Nutpie panel data events "moving"

pymc version: 5.21.1
nutpie version 0.14.3

When I try to incorporate event data into a model with multiple locations, and allow the coefficient to vary by location, I am noticing that the “date” of the event is shifting in the posterior – only with nutpie. This disappears with pymc and numpyro. The below replicates and creates a plot showing what the transformed data sum(event_vectors * coefficients) looks like prior to fitting, and after fitting.

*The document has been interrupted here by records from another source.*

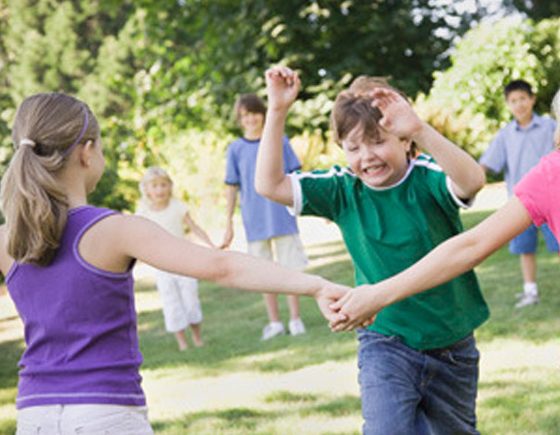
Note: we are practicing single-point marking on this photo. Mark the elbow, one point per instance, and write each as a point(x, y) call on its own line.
point(264, 189)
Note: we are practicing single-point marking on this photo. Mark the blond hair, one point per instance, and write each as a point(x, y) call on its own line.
point(150, 175)
point(556, 106)
point(46, 128)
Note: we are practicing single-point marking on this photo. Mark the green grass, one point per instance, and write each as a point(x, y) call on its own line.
point(237, 384)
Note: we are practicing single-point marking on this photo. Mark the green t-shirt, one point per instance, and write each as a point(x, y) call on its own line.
point(387, 230)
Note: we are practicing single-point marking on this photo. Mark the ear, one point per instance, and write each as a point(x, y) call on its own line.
point(86, 153)
point(407, 144)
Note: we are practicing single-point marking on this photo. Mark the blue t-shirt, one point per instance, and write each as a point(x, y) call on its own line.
point(516, 150)
point(262, 218)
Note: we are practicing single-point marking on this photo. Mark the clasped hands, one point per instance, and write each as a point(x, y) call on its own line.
point(346, 308)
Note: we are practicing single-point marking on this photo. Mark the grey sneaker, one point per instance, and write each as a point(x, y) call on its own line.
point(296, 327)
point(272, 330)
point(527, 299)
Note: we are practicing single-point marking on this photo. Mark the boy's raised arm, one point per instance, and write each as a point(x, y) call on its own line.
point(399, 118)
point(282, 85)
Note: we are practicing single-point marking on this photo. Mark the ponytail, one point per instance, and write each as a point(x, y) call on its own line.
point(46, 128)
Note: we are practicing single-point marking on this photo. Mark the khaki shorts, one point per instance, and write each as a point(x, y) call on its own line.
point(179, 300)
point(83, 419)
point(288, 251)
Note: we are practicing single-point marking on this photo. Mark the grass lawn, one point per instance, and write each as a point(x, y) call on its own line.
point(236, 384)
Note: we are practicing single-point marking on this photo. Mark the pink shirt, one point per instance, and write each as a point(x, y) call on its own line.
point(539, 191)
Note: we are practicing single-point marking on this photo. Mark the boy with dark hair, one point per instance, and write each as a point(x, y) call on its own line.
point(268, 226)
point(517, 148)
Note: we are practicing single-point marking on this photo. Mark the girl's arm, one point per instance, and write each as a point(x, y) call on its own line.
point(400, 119)
point(199, 232)
point(282, 86)
point(128, 237)
point(447, 261)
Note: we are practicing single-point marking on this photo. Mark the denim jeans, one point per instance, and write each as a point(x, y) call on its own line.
point(409, 392)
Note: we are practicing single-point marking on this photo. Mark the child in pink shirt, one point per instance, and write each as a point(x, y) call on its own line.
point(536, 198)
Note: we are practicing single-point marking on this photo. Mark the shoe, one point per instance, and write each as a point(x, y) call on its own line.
point(272, 330)
point(527, 299)
point(296, 327)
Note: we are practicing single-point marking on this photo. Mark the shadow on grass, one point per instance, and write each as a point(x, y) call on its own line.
point(528, 406)
point(246, 420)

import matplotlib.pyplot as plt
import pandas as pd
import arviz as az
import pymc as pm


# create data that represents ten time periods,
# in which three events occur
data = pd.DataFrame(index=range(10), columns=[
                    'feat_1', 'feat_2', 'feat_3']).fillna(0)

data.loc[1, 'feat_1'] = 1

data.loc[4, 'feat_2'] = 1

data.loc[7, 'feat_3'] = 1

# the coordinates are:
# three events, two locations, ten time periods
coords = {
    'events': ['feat_1', 'feat_2', 'feat_3'],
    'locs': ['A', 'B'],
    'times': range(10)}

with pm.Model(coords=coords) as model:

    data = pm.Data('data',
                   data.to_numpy(),
                   dims=('times', 'events')
                   )
    # specify a prior effect size of each of the three
    # events, but allow each location to be impacted
    # differently
    coeffs = pm.Normal('coeffs',
                       mu=[1, 2, 3],
                       sigma=[0.1, 0.1, 0.1],
                       dims=('locs', 'events'))

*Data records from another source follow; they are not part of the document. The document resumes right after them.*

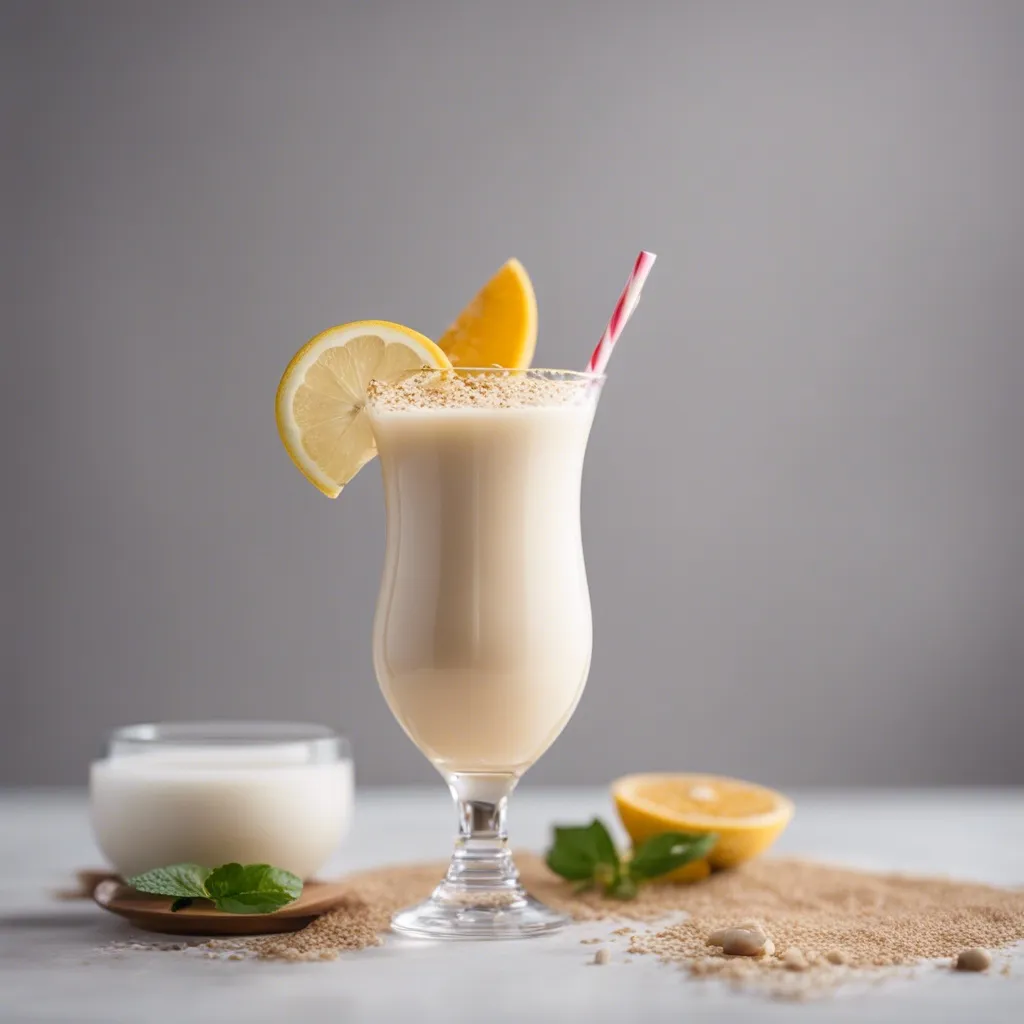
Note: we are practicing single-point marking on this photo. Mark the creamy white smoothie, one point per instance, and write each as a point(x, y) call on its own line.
point(482, 635)
point(213, 805)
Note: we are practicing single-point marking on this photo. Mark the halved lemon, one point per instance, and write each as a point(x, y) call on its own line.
point(321, 416)
point(747, 817)
point(499, 327)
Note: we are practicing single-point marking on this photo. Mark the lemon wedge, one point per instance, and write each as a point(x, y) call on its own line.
point(747, 817)
point(499, 327)
point(321, 416)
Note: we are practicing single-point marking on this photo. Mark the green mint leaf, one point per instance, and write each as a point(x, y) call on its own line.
point(262, 902)
point(665, 853)
point(604, 848)
point(573, 855)
point(252, 888)
point(177, 880)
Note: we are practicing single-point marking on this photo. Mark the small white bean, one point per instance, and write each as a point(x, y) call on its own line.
point(739, 942)
point(974, 960)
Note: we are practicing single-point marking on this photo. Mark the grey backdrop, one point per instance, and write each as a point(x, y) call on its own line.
point(804, 499)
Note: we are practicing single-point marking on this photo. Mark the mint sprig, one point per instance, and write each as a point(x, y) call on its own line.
point(587, 855)
point(231, 888)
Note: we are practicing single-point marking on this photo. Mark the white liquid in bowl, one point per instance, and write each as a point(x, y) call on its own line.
point(260, 804)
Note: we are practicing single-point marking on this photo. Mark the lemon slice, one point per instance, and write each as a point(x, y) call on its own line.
point(321, 416)
point(499, 327)
point(747, 817)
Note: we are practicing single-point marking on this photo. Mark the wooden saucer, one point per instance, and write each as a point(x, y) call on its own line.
point(154, 912)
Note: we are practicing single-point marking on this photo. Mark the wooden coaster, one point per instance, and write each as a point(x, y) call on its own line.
point(154, 912)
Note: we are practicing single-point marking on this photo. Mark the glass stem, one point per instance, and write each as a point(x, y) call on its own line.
point(481, 860)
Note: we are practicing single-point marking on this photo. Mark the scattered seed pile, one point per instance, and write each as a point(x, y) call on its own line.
point(819, 926)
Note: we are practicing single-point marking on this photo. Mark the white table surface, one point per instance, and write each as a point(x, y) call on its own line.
point(53, 966)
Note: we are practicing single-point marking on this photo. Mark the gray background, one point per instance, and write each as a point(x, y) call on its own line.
point(804, 500)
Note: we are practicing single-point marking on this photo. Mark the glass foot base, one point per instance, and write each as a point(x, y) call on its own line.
point(511, 914)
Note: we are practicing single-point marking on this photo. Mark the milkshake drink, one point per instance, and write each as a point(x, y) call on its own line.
point(482, 635)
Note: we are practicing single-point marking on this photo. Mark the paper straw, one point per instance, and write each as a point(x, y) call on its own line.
point(621, 314)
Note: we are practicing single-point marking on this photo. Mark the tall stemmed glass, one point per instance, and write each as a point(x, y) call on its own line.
point(482, 635)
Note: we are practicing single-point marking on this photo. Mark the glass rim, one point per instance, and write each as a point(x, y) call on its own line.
point(321, 741)
point(583, 376)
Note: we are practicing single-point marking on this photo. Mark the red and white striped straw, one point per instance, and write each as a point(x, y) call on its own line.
point(621, 314)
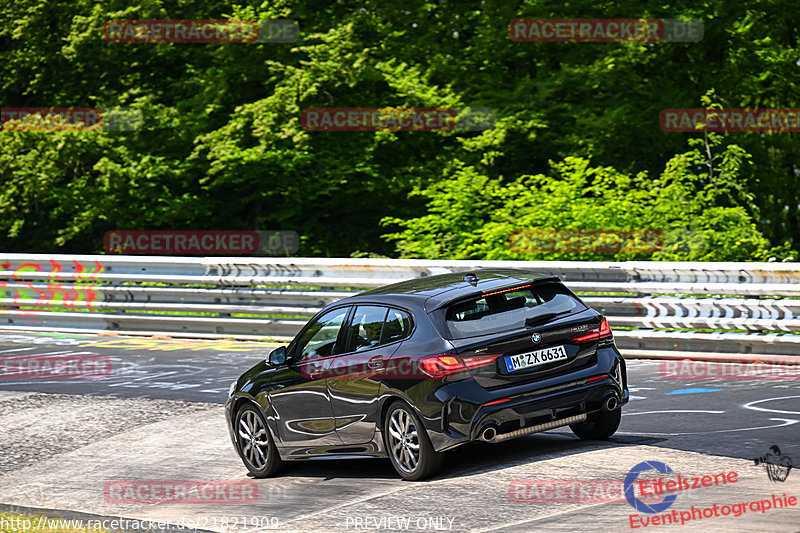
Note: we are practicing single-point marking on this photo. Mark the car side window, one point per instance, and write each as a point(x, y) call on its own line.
point(366, 328)
point(320, 338)
point(398, 326)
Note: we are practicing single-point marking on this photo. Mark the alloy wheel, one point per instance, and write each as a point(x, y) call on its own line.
point(253, 439)
point(404, 440)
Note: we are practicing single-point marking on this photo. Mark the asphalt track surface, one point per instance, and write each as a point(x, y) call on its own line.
point(157, 416)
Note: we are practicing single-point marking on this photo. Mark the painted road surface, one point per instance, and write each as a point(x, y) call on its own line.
point(156, 418)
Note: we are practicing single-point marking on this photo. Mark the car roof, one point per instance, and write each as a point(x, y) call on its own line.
point(432, 292)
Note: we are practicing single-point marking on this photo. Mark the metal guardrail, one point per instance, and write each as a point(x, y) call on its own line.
point(751, 307)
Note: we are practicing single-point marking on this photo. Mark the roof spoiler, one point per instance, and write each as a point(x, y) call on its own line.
point(475, 294)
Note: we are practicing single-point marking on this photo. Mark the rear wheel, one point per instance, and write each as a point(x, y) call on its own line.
point(599, 425)
point(408, 444)
point(256, 446)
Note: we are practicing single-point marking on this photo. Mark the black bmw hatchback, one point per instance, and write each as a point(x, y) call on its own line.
point(420, 367)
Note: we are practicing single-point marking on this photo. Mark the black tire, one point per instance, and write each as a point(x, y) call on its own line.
point(407, 444)
point(255, 444)
point(598, 426)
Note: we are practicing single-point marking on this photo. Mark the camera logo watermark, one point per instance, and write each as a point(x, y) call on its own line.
point(776, 464)
point(48, 367)
point(69, 118)
point(180, 492)
point(201, 31)
point(397, 119)
point(201, 242)
point(730, 120)
point(551, 30)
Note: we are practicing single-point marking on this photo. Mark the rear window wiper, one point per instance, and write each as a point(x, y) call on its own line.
point(538, 319)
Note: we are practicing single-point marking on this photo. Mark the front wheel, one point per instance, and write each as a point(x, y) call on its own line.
point(599, 425)
point(408, 444)
point(256, 447)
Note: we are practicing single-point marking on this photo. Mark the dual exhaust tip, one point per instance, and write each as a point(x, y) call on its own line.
point(611, 402)
point(489, 433)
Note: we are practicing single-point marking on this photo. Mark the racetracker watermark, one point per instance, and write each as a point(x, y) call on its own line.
point(69, 118)
point(604, 30)
point(609, 241)
point(201, 31)
point(397, 119)
point(180, 492)
point(730, 120)
point(48, 367)
point(566, 491)
point(693, 370)
point(201, 242)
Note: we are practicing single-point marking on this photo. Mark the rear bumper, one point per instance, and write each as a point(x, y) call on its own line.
point(465, 413)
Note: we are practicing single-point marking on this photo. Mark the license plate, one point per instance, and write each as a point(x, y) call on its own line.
point(536, 358)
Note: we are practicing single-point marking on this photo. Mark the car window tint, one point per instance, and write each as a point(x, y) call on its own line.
point(365, 328)
point(508, 310)
point(398, 326)
point(320, 337)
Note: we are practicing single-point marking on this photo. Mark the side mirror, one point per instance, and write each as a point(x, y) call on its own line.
point(277, 356)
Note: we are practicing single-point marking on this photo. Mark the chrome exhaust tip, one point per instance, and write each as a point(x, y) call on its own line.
point(488, 434)
point(611, 403)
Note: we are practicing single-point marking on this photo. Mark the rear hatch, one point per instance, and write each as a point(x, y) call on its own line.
point(523, 333)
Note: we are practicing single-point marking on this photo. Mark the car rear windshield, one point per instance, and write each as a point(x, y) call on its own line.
point(510, 310)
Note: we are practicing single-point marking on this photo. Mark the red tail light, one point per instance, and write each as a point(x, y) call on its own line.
point(600, 332)
point(445, 364)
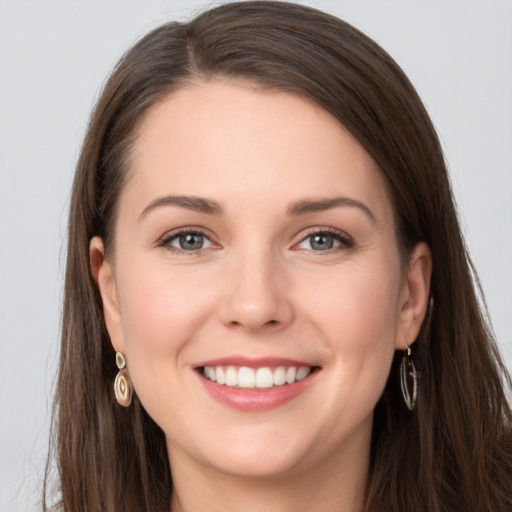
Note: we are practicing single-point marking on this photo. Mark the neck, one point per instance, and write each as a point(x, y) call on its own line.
point(337, 485)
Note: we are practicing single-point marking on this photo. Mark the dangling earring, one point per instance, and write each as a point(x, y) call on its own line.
point(408, 379)
point(122, 384)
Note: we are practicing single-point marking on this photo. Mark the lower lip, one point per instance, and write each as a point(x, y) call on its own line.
point(255, 399)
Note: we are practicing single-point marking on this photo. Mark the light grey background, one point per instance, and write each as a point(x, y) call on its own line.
point(54, 56)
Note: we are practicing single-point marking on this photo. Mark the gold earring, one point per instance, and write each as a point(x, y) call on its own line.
point(122, 385)
point(408, 379)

    # the output is the sum of event impacts at each
    # point in time
    output = pm.Deterministic('output',
                              (coeffs[None, :, :] *
                               data[:, None, :]).sum(axis=2),
                              dims=('times', 'locs')
                              )

with model:
    idata = pm.sample_prior_predictive()
    # USE NUTPIE AS THE SAMPLER
    idata.extend(pm.sample(
        nuts_sampler='nutpie'))

# collect "output" from the prior and the posterior
op_pre = idata.prior.output.mean(["chain", "draw"]).to_numpy()
op_post = idata.posterior.output.mean(["chain", "draw"]).to_numpy()

# plot "output" as given by the prior and the posterior to
# observe that the time of events 1 and 3 have changed
fig, [ax, ax2] = plt.subplots(2)
ax.plot(range(10), op_pre)
ax.set_title("transformed data prior to fitting")
ax2.plot(range(10), op_post)
ax2.set_title("transformed data post fitting")
fig.tight_layout()

The top figure shows expected behavior.
The bottom figure shows that the “time” of the first and third events has shifted.

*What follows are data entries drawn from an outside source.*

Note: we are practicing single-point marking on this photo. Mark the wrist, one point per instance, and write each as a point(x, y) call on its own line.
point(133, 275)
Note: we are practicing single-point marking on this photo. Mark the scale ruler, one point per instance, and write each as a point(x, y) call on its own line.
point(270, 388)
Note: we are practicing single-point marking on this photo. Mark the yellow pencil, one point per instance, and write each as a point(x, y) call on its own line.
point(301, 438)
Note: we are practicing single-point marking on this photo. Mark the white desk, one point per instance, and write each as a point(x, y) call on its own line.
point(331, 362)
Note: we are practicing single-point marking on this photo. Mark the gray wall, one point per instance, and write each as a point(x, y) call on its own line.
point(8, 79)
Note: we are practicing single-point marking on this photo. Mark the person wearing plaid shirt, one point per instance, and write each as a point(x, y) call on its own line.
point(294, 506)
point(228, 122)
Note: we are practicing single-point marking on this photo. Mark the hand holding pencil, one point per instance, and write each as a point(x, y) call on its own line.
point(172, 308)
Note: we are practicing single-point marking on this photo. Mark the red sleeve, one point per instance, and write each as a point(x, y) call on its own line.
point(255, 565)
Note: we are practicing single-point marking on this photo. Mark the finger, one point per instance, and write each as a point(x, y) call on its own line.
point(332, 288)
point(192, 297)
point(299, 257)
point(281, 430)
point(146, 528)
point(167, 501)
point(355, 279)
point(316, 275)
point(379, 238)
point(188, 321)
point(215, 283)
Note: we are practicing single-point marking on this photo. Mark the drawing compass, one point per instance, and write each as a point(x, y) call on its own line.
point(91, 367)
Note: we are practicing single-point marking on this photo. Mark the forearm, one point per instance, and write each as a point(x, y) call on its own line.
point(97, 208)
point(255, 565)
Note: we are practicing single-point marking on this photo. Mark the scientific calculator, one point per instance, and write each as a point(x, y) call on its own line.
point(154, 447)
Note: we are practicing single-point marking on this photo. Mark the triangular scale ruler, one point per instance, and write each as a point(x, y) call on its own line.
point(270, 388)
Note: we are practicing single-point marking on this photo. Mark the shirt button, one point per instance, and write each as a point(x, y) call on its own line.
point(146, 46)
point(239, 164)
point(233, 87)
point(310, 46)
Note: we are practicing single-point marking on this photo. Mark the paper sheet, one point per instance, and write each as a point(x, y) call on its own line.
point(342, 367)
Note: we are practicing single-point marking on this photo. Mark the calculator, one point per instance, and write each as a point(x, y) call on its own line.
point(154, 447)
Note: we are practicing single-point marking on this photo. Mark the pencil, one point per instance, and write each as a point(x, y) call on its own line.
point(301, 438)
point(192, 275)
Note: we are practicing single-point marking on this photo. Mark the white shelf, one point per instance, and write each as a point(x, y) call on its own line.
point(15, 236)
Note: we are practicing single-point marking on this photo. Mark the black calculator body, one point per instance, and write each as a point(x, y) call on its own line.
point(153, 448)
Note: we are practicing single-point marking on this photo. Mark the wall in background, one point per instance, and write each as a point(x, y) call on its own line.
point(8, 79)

This is the same plot with the sampler changed to pymc (or numpyro)

I can reproduce, it’s odd.

If I set the nutpie backend to “jax” the results are correct. If I set the backend of PyMC to “numba” the results are also correct. If I manually call pm.compute_determinstics with the “numba” backend it’s also correct.

@aseyboldt any idea?

I think I have a rough idea of what’s going on:

nutpie has some special handling for shared variables (so for instance the data variable above) that appear in the logp and expand functions with the numba backend. To get rid of call overhead, we store pointers to shared variables in a data structure that is passed to the compiled numba functions. But it seems that code silently assumes that those arrays are in row major (C) order.

In this example, data happens to have column major (F) order though, so the entries of the array are in effect shuffled around. The problem goes away, if we explicitly use a c-continugous array:

data = pm.Data(
    'data',
    np.ascontiguousarray(data.to_numpy()),
    dims=('times', 'events')
)

The jax backend works fine, because it doesn’t have this data structure for the shared variables.

This is a pretty nasty bug, as it produces silently incorrect results…
I can only hope it didn’t appear in too many models before (it needs somewhat special circumstances to show up?).

I’ll try to make a bugfix release quickly.

1 Like

WIP fix is here: fix(numba): non-contiguous shared variable by aseyboldt · Pull Request #217 · pymc-devs/nutpie · GitHub

1 Like

A bugfix release 0.15.1 is now available on pypi, the conda-forge package will still need a little time to finish.

@KL_Bean Thanks for reporting this!
If you have the time, it would be great if you could double check that you also don’t see this anymore with the new version.